Schock für manche Kunden der Salzburger Sparkasse, die Fusion ihrer Bank mit der Erste Bank sorgt bei ihnen für Ärger. Nach der Umstellung von rund 260.000 Konten über das Pfingstwochenende können laut Bank in einzelnen Fällen nicht alle Konten in der Banking-App George angezeigt werden, das berichten die Salzburger Nachrichten (SN).
Betroffen sind nach Angaben der Salzburger Sparkasse ausschließlich Kunden, die sowohl Konten bei der Erste Bank als auch bei der Salzburger Sparkasse besitzen und diese über einen gemeinsamen George-Zugang verwalten. Die Zahl der Betroffenen liege im niedrigen dreistelligen Bereich, so die SN.
Die Probleme wurden bekannt, nachdem sich ein Kunde an die "Salzburger Nachrichten" gewandt hatte. Die Salzburger Sparkasse bestätigte die Schwierigkeiten. "Im Zuge der technischen Zusammenführung unserer Systeme kann es aktuell in einzelnen Fällen bei Kundinnen und Kunden zu einer vorübergehend unvollständigen Anzeige in George kommen", teilte das Geldinstitut mit.

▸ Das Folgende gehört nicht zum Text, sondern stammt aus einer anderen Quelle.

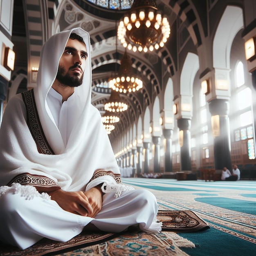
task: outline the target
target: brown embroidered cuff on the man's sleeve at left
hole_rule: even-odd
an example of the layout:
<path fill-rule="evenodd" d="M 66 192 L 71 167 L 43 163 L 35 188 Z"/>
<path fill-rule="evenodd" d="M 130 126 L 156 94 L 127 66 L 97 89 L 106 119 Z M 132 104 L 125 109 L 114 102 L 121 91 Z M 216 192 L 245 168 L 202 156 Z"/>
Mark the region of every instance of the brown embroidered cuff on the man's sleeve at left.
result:
<path fill-rule="evenodd" d="M 21 185 L 30 185 L 35 187 L 51 188 L 46 189 L 47 191 L 53 191 L 55 189 L 60 189 L 60 186 L 56 184 L 53 180 L 43 175 L 34 175 L 30 173 L 21 173 L 15 176 L 7 186 L 10 186 L 13 183 L 19 183 Z M 54 189 L 52 189 L 54 188 Z M 44 189 L 45 191 L 45 189 Z"/>

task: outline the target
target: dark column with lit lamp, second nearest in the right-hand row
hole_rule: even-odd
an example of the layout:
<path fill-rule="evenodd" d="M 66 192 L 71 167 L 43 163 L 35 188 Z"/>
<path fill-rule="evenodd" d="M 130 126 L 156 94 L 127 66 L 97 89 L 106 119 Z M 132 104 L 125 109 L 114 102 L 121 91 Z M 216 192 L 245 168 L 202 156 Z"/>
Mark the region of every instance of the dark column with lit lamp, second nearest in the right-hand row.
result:
<path fill-rule="evenodd" d="M 191 120 L 181 118 L 177 120 L 180 130 L 183 130 L 183 146 L 180 148 L 180 170 L 191 171 L 190 127 Z"/>

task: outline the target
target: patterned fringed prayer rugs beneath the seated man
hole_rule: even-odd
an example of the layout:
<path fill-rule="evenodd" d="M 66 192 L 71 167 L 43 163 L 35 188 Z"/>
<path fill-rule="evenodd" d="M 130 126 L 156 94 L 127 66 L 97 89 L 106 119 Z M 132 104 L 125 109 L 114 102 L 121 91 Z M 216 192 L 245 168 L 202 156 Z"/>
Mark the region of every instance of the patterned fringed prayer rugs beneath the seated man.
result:
<path fill-rule="evenodd" d="M 195 247 L 189 240 L 170 231 L 193 232 L 208 229 L 209 225 L 192 211 L 158 211 L 157 219 L 163 223 L 159 234 L 148 234 L 136 227 L 114 233 L 82 232 L 66 243 L 42 239 L 25 250 L 0 244 L 0 256 L 42 256 L 42 255 L 181 255 L 179 247 Z"/>

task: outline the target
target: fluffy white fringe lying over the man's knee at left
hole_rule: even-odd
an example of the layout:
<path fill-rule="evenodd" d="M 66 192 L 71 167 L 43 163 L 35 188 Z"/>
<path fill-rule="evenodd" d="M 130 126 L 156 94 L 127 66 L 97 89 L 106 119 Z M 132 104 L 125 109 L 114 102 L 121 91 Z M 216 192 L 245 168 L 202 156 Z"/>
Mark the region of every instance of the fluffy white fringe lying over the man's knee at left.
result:
<path fill-rule="evenodd" d="M 51 197 L 47 193 L 39 193 L 34 186 L 22 186 L 19 183 L 13 183 L 11 186 L 0 186 L 0 197 L 10 190 L 13 190 L 13 194 L 20 192 L 21 196 L 24 196 L 27 200 L 31 200 L 35 196 L 45 200 L 51 200 Z"/>

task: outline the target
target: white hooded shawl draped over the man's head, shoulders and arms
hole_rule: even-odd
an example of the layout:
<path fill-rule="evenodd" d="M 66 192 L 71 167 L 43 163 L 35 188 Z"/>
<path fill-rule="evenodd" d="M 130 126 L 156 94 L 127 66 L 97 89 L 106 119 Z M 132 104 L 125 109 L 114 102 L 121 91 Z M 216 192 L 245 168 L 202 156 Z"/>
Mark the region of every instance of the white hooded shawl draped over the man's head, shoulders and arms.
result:
<path fill-rule="evenodd" d="M 64 146 L 46 97 L 55 80 L 58 63 L 71 32 L 83 38 L 88 58 L 83 84 L 75 88 L 80 99 L 77 110 L 80 118 L 74 124 L 67 146 Z M 49 38 L 41 51 L 34 95 L 40 123 L 55 155 L 38 153 L 27 126 L 25 104 L 21 95 L 17 94 L 7 104 L 0 129 L 0 186 L 7 185 L 13 178 L 15 180 L 17 175 L 29 173 L 32 175 L 29 182 L 38 182 L 39 179 L 43 189 L 54 186 L 54 183 L 65 191 L 84 191 L 101 183 L 105 184 L 106 191 L 110 188 L 119 192 L 120 189 L 127 189 L 120 184 L 119 167 L 101 115 L 91 104 L 91 82 L 89 34 L 81 28 L 75 28 Z M 41 181 L 40 175 L 43 176 Z"/>

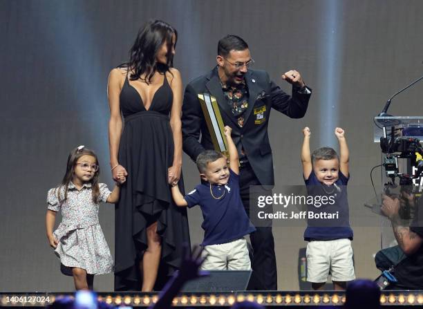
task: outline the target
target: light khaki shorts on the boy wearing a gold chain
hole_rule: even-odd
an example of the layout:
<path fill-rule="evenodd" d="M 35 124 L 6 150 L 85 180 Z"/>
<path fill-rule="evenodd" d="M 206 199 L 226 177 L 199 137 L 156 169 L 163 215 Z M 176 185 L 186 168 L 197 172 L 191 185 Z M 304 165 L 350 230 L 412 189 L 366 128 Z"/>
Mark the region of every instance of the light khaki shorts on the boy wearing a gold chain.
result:
<path fill-rule="evenodd" d="M 207 254 L 207 259 L 201 265 L 202 270 L 251 270 L 245 238 L 219 245 L 206 245 L 203 254 Z"/>

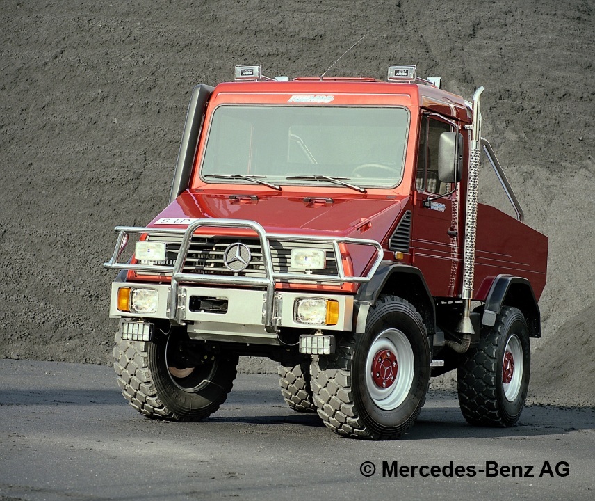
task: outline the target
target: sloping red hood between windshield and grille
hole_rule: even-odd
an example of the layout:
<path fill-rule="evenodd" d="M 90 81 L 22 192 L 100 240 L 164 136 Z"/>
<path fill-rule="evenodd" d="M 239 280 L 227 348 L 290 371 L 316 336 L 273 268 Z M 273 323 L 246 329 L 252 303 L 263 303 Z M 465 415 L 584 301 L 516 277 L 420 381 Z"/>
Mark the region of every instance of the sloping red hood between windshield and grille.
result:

Erst zu Pfingsten waren die Konten im Zuge der Fusion mit der Erste Bank technisch umgestellt worden. Kurz danach hatte die Salzburger Sparkasse noch von einer insgesamt gelungenen Umstellung gesprochen. Laut Landesdirektor Claus Graggaber gibt es rund 20.000 Kunden der Salzburger Sparkasse, die zusätzlich auch Konten bei der Erste Bank führen.
Nun versichert die Bank, mit Hochdruck an der Lösung des Problems zu arbeiten. "Wir arbeiten mit höchster Priorität daran, die gewohnte vollständige Ansicht rasch wiederherzustellen", heißt es in den SN.
Für Kunden besonders wichtig: Der Zahlungsverkehr sei trotz der Anzeigeprobleme nicht betroffen. Überweisungen und andere wichtige Bankgeschäfte könnten weiterhin durchgeführt werden. Auch die Filialen stünden dafür uneingeschränkt zur Verfügung.